Chair & Professor, Cancer Biology
Adjunct Faculty of
Department of Molecular & Integrative Physiology
University of Kansas Medical Center
Danny R. Welch, Ph.D. is a cancer biologist whose laboratory has discovered eight of the 30 known metastasis suppressor genes. His laboratory has also recently discovered how some of those metastasis suppressors function and is designing therapies to take advantage of their mechanisms of action. His is author of more than 200 peer-reviewed publications as well as more than 20 book chapters. He is also co-editor of the textbook Cancer Metastasis.
After receiving a B.S. degree in Biology from the University of California-Irvine and a Ph.D. in Biomedical Sciences at the University of Texas-Houston under the tutelage of Garth Nicolson, Dr. Welch worked in the pharmaceutical industry studying cancer biology and virology before joining Pennsylvania State University College of Medicine in 1990 as one of the original faculty in the Jake Gittlen Cancer Research Institute. While in Hershey, Dr. Welch served in numerous roles, including as a member of the ACS Pennsylvania Division Board of Directors and director of the National Foundation for Cancer Research Center for Metastasis Research. In 2002, Dr. Welch’s laboratory moved to the University of Alabama - Birmingham where he became the Leonard H Robinson Professor of Pathology. He also served as Professor of Cell Biology and Pharmacology/Toxicology as well as a senior member in the UAB Comprehensive Cancer Center, Center for Metabolic Bone Disease, Gene Therapy Center, Skin Diseases Research Center, Center for Biophysical Sciences and Engineering and the Biomedical Engineering and Regenerative Medicine Center.
In 2011, he founded a new Department of Cancer Biology at the University of Kansas Cancer Center, was named Hall Family Foundation Endowed Chair in Molecular Medicine, Kansas Bioscience Authority Eminent Scholar and Associate Director for Basic Sciences & Education at the NCI-designated University of Kansas Cancer Center. Welch is currently Professor of Cancer Biology but also holds appointments as Professor of Pathology & Laboratory Medicine and Professor of Molecular & Integrative Physiology.

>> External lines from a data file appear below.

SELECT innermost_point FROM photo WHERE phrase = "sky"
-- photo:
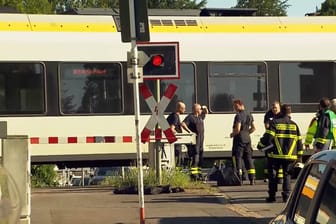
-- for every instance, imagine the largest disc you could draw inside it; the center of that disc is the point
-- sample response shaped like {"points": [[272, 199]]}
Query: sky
{"points": [[296, 8]]}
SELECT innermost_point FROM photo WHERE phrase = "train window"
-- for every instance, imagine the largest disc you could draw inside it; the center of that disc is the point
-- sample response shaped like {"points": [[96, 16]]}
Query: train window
{"points": [[22, 88], [229, 81], [90, 88], [306, 82], [185, 88], [327, 208]]}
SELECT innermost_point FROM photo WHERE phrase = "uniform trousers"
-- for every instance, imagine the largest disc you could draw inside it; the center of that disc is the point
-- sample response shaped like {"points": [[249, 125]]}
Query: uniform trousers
{"points": [[242, 153], [273, 166]]}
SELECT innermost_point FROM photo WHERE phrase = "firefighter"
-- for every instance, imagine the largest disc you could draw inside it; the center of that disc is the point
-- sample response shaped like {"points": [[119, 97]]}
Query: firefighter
{"points": [[243, 126], [194, 122], [271, 114], [322, 127], [285, 148]]}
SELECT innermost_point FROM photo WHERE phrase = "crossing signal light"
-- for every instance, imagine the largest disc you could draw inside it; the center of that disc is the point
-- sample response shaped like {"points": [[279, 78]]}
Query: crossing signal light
{"points": [[162, 60], [157, 60]]}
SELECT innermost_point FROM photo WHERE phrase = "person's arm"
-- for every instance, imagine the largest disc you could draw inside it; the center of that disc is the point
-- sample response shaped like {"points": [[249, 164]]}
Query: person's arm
{"points": [[235, 129], [185, 127], [252, 128], [322, 132]]}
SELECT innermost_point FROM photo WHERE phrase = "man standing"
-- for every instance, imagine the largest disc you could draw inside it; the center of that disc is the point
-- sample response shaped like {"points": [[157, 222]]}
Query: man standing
{"points": [[271, 114], [243, 126], [195, 123], [175, 124], [285, 147], [324, 133]]}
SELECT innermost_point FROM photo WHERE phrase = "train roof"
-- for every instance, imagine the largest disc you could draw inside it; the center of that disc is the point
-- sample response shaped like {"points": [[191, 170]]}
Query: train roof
{"points": [[169, 24]]}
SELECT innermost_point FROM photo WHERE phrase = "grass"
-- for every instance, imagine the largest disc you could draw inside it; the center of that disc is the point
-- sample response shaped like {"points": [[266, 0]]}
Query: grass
{"points": [[171, 178]]}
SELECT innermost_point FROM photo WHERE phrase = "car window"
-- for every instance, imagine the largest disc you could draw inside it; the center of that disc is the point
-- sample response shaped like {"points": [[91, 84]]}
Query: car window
{"points": [[327, 208], [308, 192]]}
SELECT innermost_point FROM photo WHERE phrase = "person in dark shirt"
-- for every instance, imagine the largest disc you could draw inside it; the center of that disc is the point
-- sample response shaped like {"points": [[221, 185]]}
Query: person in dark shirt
{"points": [[270, 115], [243, 126], [195, 123], [175, 124], [284, 143]]}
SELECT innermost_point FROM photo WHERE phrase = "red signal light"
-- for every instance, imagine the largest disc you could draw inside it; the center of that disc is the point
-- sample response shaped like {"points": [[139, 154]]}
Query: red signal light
{"points": [[157, 60]]}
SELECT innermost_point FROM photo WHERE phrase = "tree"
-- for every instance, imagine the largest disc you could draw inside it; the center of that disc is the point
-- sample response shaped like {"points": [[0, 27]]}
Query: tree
{"points": [[176, 4], [265, 7], [328, 8]]}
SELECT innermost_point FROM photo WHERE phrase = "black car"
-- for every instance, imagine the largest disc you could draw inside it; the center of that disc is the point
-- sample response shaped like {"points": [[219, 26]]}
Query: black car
{"points": [[314, 194]]}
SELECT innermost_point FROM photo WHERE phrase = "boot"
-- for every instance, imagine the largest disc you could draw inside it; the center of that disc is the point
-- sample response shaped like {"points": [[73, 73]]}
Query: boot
{"points": [[270, 199], [284, 197]]}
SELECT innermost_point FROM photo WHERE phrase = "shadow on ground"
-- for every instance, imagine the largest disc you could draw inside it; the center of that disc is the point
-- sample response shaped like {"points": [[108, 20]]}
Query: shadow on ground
{"points": [[213, 220]]}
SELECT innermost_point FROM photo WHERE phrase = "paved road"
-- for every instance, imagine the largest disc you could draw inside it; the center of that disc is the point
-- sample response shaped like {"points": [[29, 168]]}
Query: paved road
{"points": [[242, 204]]}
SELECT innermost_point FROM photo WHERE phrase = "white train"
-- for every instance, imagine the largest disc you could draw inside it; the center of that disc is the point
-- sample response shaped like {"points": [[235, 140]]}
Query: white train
{"points": [[63, 78]]}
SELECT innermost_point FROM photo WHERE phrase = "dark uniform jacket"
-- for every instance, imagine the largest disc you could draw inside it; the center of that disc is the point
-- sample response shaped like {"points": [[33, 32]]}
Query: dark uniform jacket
{"points": [[284, 135]]}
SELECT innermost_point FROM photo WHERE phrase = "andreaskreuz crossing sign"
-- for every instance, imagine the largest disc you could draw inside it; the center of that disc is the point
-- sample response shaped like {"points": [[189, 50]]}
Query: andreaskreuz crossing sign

Welch is a Komen Scholar and Past-President of the Cancer Biology Training Consortium. He serves on numerous grant review panels for the NIH, DOD, ACS, Komen, European Union as well as other international agencies. Dr. Welch has served as Editor-in-Chief for Clinical and Experimental Metastasis and is currently Deputy Editor at Cancer Research as well as an Associate Editor for numerous other editorial boards. He is also the recipient of numerous mentoring and teaching awards.
Research Overview: The most lethal attribute of cancer cells is their ability to disseminate and colonize other tissues. More than 90% of the morbidity and mortality in cancer is due to metastasis. The Welch lab has cloned eight metastasis suppressing genes (including two new ones in pancreatic ductal adenocarcinoma), whose function is lost in advanced cancers. Several of these molecules prevent outgrowth of tumor cells that have disseminated prior to primary tumor detection. Dr. Welch and colleagues seek to exploit these genes to develop new classes of anti-metastatic therapy. Most recently, Welch and colleagues have uncovered evidence that the mitochondrial genome plays an unexpectedly large role in regulating breast cancer tumorigenicity and metastasis (as well as cardiovascular disease).